Prof. Dr. Claudia Mareis is an expert for Design as well as Cultural History and Theory. She is Professor of Design and History of Knowledge at the Institute for Cultural History and Theory and Co-Director of the Cluster of Excellence »Matters of Activity« at Humboldt-Universität zu Berlin. From 2013 to 2021, she directed the Institute for Experimental Design and Media Cultures (IXDM) at the FHNW Academy of Art and Design in Basel, where she has built up a pioneering interdisciplinary research group converging Design, Media Arts, Anthropology, Historical Studies, and Technology. For CollActive Materials, she contributes her research expertise on experimental design and media practices, the cultural history of creativity as well as design and material politics.

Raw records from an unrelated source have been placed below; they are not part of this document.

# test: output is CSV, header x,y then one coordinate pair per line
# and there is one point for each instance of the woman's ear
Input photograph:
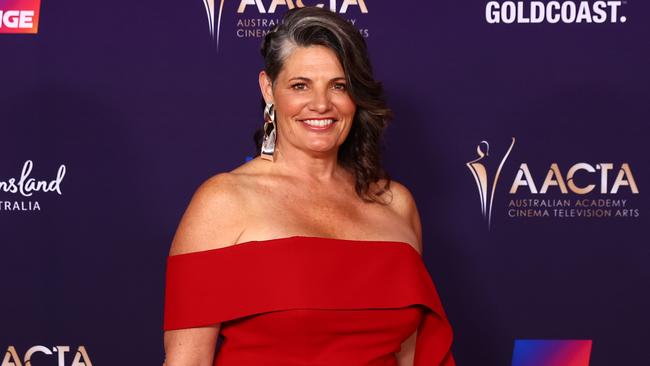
x,y
266,86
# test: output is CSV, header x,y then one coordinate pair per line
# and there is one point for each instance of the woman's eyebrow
x,y
302,78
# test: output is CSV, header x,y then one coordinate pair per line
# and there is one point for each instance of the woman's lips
x,y
318,124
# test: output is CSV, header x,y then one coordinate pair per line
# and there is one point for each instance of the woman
x,y
308,254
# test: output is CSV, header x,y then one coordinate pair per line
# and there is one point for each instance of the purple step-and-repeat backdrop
x,y
520,127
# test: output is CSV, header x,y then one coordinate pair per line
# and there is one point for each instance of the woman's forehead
x,y
312,60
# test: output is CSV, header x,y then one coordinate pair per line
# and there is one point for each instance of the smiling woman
x,y
308,254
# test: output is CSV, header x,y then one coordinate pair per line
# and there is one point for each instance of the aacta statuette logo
x,y
257,27
485,189
81,358
19,16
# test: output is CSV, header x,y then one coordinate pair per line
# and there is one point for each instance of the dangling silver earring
x,y
270,128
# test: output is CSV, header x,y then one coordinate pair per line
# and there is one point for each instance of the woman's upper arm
x,y
406,355
210,221
404,204
212,218
191,346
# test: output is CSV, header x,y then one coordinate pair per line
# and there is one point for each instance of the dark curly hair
x,y
360,153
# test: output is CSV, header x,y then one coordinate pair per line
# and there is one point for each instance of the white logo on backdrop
x,y
26,186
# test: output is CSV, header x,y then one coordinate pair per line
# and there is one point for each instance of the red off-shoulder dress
x,y
308,301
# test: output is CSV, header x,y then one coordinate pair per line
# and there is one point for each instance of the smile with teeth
x,y
318,122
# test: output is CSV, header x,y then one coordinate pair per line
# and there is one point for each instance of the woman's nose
x,y
320,102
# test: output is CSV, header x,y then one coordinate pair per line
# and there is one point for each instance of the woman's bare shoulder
x,y
401,202
213,217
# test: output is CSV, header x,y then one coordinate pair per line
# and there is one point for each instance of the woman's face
x,y
313,109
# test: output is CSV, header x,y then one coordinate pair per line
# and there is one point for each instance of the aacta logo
x,y
271,7
583,190
59,352
19,16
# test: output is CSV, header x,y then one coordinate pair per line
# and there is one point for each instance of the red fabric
x,y
310,301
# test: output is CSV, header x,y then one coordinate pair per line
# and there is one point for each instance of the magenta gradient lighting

Prof. Dr. Wolfgang Schäffner is director of the Cluster of Excellence »Matters of Activity« and contributes to CollActive Materials with his theoretical and historical expertise on technologies, materials and knowledge architectures. As part of the experimental laboratory, he explores collaborative forms of knowledge production in which the humanities, natural sciences and design disciplines conduct research together with society. Wolfgang has been Professor of the Cultural History of Knowledge at the Institute for Cultural History and Theory at Humboldt-Universität zu Berlin since 2009 and a permanent visiting professor at the Faculty of Architecture, Design and Urbanism at the Universidad de Buenos Aires since 2005. His main area of research is the history and theory of analogue code.

Prof. Dr. Oliver Brock is a computer scientist and spokesperson of the Cluster of Excellence »Science of Intelligence« at TU Berlin. His research focuses on robotics and artificial and natural embodied intelligence with a particular emphasis on the complex interaction between systems and their environments. For CollActive Materials, he is drawing on his expertise for a new engineering paradigm and experimentation with alternative materials for intelligent technological systems.